One o’clock 🕐. Played the turquoise Fender for only 15 minutes. It sounded different to me, yet I know it’s a brain chemistry issue. I started the gabapentin one week ago today. Materialism is only one perspective on the world. As a moral philosophy, it is hedonistic, like Epicurus and Lucretius. From a Christian standpoint it is unworthy and maybe pretentious. I don’t know: what is the ethics of a materialist? Isn’t it pleasure, and maximizing this? Cramming in as much sensation as possible before you die? And then what is the Christian ethics? Or what is spirituality, if not the practice of loving and giving of yourself? It is forgoing selfish satisfaction that others may benefit.

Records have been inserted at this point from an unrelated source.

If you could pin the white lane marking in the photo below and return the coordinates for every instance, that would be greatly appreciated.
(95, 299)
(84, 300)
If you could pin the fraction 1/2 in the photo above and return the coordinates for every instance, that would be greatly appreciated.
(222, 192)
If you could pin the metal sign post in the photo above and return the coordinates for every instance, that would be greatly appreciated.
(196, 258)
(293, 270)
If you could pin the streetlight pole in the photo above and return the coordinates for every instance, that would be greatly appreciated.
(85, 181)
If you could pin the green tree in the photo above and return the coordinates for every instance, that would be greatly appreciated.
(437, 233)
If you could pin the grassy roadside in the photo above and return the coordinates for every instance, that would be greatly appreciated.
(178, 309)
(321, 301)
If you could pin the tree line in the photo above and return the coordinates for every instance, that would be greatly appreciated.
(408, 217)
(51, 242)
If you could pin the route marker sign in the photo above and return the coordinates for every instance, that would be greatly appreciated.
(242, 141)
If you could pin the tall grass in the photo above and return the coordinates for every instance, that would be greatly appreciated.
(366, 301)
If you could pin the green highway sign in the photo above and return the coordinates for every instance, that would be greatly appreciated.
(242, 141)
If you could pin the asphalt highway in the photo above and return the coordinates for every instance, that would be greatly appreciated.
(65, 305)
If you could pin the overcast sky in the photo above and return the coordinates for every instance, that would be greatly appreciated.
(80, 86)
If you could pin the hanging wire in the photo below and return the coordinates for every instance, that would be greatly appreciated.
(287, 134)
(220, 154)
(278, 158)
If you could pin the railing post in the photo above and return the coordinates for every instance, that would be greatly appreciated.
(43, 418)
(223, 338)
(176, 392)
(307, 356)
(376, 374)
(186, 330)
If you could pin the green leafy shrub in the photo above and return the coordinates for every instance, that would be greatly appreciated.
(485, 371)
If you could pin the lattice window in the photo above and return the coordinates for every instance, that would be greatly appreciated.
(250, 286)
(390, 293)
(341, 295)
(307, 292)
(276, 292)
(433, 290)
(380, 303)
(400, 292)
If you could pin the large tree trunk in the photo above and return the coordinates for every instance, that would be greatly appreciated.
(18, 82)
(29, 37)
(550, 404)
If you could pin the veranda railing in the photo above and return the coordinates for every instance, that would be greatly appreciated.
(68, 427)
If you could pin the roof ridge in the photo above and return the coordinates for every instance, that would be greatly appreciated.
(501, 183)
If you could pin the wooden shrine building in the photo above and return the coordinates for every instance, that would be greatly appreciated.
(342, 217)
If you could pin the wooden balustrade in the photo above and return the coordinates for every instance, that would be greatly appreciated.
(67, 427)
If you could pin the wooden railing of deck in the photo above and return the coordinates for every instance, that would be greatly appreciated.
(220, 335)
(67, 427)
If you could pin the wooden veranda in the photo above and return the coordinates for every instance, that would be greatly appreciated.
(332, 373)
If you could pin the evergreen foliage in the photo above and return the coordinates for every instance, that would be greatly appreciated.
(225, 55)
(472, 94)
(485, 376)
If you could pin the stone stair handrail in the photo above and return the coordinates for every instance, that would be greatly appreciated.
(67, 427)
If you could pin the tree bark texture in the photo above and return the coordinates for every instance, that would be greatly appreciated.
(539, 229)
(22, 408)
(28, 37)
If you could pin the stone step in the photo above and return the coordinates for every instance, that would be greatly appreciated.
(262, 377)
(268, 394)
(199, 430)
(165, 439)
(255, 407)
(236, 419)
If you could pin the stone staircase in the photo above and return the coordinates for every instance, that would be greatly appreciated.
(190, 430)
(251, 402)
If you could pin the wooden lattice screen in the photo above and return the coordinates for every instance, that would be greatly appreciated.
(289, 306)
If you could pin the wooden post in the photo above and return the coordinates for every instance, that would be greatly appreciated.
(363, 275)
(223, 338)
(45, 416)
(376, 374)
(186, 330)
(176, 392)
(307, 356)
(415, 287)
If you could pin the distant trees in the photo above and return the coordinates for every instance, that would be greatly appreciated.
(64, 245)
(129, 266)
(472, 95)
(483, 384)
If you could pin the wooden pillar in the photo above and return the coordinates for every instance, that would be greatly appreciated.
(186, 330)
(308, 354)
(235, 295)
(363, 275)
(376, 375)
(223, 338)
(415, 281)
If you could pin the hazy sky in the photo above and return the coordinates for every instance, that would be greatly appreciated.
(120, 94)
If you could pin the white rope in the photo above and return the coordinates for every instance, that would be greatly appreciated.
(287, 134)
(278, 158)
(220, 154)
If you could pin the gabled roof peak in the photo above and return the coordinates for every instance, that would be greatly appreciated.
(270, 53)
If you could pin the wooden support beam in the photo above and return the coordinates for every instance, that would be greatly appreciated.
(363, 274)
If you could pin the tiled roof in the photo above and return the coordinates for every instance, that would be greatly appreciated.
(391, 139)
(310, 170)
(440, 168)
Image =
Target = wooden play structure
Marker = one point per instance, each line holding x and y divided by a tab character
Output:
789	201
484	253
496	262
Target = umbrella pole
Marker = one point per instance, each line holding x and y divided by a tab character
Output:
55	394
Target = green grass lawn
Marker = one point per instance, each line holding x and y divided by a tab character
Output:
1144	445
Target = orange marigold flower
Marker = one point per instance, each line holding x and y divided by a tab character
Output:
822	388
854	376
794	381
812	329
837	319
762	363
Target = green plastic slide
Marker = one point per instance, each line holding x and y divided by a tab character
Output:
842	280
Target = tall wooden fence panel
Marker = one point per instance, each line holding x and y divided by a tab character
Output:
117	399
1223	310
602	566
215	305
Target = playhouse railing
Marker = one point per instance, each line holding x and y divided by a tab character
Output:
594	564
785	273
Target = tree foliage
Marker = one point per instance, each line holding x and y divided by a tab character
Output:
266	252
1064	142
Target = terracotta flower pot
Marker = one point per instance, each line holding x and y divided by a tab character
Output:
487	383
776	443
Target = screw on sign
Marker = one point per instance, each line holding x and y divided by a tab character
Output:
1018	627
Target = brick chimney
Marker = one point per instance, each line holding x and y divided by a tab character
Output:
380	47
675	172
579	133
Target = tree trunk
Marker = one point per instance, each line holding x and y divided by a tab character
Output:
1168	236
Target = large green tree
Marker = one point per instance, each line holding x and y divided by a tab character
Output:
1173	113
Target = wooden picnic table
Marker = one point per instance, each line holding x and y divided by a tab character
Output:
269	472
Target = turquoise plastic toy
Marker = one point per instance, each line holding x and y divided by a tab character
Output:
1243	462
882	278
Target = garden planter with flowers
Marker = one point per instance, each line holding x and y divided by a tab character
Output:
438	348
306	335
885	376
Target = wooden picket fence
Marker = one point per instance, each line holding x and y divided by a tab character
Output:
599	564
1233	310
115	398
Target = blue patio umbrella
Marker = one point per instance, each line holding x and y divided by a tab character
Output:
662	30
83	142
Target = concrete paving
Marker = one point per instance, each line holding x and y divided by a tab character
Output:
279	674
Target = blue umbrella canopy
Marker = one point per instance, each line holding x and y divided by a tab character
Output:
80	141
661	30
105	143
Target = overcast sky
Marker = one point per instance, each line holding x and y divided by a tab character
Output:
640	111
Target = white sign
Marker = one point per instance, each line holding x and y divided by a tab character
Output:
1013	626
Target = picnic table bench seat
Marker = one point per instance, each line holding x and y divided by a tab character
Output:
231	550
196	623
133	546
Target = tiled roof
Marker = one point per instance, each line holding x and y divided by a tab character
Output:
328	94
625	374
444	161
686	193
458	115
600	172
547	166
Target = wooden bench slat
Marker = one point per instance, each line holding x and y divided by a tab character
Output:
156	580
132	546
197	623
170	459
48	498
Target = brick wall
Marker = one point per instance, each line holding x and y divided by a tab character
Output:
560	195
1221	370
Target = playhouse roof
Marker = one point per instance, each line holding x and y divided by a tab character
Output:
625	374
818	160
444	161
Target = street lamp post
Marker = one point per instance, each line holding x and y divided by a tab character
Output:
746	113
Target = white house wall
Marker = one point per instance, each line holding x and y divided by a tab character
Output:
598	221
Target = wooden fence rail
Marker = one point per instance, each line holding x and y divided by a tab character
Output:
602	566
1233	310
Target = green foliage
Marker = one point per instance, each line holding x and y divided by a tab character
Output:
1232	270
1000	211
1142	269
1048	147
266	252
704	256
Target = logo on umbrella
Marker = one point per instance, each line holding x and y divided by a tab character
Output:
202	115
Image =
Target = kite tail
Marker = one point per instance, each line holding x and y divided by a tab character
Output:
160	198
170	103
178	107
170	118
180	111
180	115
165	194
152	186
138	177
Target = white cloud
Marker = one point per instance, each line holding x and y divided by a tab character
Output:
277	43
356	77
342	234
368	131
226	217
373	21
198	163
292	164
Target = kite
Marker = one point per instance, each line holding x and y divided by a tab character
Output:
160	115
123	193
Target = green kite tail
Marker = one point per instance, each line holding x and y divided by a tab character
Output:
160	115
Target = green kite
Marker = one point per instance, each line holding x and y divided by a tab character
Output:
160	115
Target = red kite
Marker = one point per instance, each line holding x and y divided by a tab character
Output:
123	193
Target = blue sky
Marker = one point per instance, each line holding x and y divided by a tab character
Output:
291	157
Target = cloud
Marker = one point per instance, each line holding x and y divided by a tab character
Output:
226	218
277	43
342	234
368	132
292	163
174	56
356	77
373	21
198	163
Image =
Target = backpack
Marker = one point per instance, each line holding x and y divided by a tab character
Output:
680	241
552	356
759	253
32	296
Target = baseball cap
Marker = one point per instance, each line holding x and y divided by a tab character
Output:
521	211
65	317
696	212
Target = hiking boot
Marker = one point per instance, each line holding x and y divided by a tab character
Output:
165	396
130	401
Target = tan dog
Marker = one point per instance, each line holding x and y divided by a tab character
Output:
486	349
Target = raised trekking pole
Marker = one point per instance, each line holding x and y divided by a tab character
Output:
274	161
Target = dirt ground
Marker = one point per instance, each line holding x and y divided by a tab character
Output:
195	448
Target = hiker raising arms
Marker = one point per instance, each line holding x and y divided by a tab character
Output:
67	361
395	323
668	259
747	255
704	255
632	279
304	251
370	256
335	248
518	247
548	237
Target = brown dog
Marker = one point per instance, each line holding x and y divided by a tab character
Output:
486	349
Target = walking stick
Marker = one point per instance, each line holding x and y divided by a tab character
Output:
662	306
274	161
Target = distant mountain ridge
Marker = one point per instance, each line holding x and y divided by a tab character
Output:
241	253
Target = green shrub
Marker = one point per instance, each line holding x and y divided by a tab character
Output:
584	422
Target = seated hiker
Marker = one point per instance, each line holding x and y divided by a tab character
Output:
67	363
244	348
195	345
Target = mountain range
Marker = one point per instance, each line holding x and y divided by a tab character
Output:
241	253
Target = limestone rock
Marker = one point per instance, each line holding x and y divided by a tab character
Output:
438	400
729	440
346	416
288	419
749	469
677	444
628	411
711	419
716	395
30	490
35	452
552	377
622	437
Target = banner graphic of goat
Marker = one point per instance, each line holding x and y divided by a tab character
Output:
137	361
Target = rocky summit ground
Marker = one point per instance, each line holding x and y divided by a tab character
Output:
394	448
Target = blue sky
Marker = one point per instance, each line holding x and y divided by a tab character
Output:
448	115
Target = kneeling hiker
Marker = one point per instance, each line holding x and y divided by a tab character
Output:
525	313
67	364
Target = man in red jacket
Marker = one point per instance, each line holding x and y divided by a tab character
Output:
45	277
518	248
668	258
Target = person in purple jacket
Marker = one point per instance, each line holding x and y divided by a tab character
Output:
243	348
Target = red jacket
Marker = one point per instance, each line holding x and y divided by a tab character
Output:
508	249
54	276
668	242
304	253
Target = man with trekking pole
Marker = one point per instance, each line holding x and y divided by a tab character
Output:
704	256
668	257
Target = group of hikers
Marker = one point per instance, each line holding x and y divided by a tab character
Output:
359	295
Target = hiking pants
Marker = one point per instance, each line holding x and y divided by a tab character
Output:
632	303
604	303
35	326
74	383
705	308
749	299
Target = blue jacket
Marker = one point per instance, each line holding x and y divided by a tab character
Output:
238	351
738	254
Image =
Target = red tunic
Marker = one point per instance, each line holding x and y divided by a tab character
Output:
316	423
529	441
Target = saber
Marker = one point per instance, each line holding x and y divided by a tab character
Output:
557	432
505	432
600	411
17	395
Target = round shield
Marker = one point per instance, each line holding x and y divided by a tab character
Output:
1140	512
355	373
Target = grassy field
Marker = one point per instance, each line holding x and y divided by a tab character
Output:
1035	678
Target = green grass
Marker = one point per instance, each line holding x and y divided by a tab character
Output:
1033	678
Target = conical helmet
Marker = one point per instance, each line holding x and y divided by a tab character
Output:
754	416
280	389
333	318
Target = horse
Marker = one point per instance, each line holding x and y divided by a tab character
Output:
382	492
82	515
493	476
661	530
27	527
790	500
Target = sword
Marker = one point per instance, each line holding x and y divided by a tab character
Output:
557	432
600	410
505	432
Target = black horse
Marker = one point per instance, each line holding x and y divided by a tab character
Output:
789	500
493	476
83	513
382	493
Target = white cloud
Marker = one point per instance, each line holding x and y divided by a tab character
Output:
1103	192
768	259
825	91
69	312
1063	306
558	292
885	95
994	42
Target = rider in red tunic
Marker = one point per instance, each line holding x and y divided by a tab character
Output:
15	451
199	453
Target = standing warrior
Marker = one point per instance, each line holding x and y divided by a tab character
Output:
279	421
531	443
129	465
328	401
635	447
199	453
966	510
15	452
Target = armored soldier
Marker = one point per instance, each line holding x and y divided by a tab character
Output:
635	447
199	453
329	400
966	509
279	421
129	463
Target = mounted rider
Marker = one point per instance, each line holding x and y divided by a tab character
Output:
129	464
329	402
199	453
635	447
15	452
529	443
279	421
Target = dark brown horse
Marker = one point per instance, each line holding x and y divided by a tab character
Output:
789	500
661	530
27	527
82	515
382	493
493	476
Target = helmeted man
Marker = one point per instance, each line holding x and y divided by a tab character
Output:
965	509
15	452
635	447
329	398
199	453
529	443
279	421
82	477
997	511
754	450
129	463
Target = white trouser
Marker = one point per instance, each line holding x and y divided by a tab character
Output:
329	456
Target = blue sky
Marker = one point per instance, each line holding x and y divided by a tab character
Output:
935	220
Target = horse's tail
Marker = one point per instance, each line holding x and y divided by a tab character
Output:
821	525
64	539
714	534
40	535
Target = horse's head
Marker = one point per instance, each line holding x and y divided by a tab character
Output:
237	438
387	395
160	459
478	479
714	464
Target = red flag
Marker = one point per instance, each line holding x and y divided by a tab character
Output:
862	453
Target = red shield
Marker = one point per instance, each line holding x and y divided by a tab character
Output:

The Flies was a weird play. After all, Orestes commits a double parricide, a sanguine murder, then wriggles out of feeling any remorse for the crime. Somehow his freedom permits this. I think that’s a little extreme. It is human to have a conscience and to feel guilt for doing wrong. What Sartre proposes is inhumanity. And that’s like Ayn Rand’s ruthlessness as well. No pity and no remorse or guilt. Like Nietzsche, they offer us the overman, the superman without a trace of conscience, who blasts his way through life heedless of the bones he breaks. The predecessor of Nietzsche was probably Machiavelli, likewise brutally unscrupulous… Fortunately for us, our humanity is resilient and keeps bouncing back from the digressions of renegade thinkers such as Sartre and Rand. I was just an adolescent when philosophy enchanted me and perhaps steered me wrong. I think back to WW2 and the victory of Christianity over the depravity of Hitler, whose mind was fed on thinkers like Plato and Nietzsche; who got elitism on the brain and carried it to nightmarish extremes.
The history of philosophy is very interesting, and the way intellectual trends influence political events and vice versa. But after a while it’s good to come back to our roots and be thankful for them.